Although it has been proven that light in the blue end of the spectrum is beneficial to corals, the decision for actinics usually comes down to aesthetics. Bulbs in the 5500K - 6500K range are considered to be on the yellow side, and should be supplemented with actinics. 10,000K bulbs can stand alone but most aquarists will use actinic supplemental lighting. Any bulb above 10,000K can most likely stand alone without needing the use of actinics.
do 150W 20K DE MH bulbs promote coral growth?or do they need to be supplemented with 150W 10 - 14K bulbs?
they wont stop your corals from growing, but they enhance the colours more and give off a more blue light
dude i cant mention brand or place sorry
Mekaeel IMO a 150w 20K bulb is purely for decoration. PAR is very low on them. If you going to be using energy burning a MH globe then go with something in the 10-14K range and use T5's or T8's to supplement.
dude i like my mix of 14's and 20k's give it that blue crisp look but not to blue
How doesn't look right ? - Not blue enough ?

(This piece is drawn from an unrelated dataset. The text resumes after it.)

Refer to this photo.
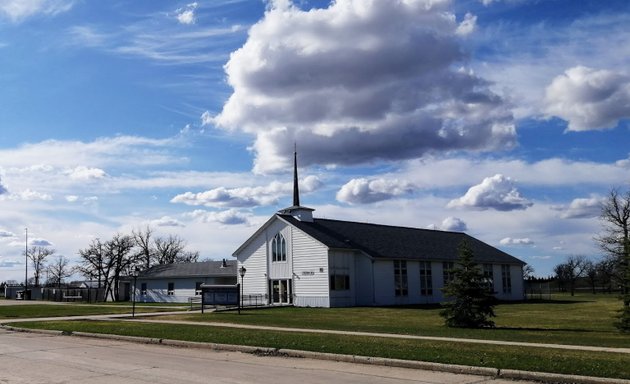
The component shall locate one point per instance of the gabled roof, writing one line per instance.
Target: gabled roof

Remeber what looks nice to the eye is not neccesarily beneficial to coral health / growth.
I would say if anything you could change to 10k out to 14k but in the 150w range I would go higher than that. Anything more and you just wasting electricity.
Guys I`m a little unsure about single ended vs double ended.I`m looking at using 250w lamps ,how do I chose between the two?
I would like to differ from the opinion that MH bulbs need to be replaced every 12 months. To me that is a sales gimmick. Lots of MH bulbs are rated with a 2 to 4 year lifespan. I'm sure MH bulbs can be used up to 18 to 24 months. Maybe some one with a light meter can do some tests in the long run.

My 2c
Cybervic I think the answer is to calculate the number of hours that you burn the light for.On some of my tanks I run the MH five hours but on my tank in the lounge the MH burn ten hours.So I agree the one can`t always say dump the bulbs after 12 months.
6500k for pure growing speed

in between is best of both worlds or a mixture

20000k for blue look

Welcome zookeeper :)

In my opinion I think it is worthwhile going with 250w purely due to the fact that there are many more options available to you with regards to reflectors (spyder, luminarc etc.), whereas with the 150w bulbs you basically have 2 reflectors, the crappy swivel type and a round type.
Viper I have DIY some Lumasomething reflectors now I need to decide on double ended or single ended 250 w
Great thread Copperband.
Please tell more about "the arc tub". How do these lights actually work?

The pure actinic spectrum sits at 55,000k and is acording to Eric Bornemann esential for good coral growth.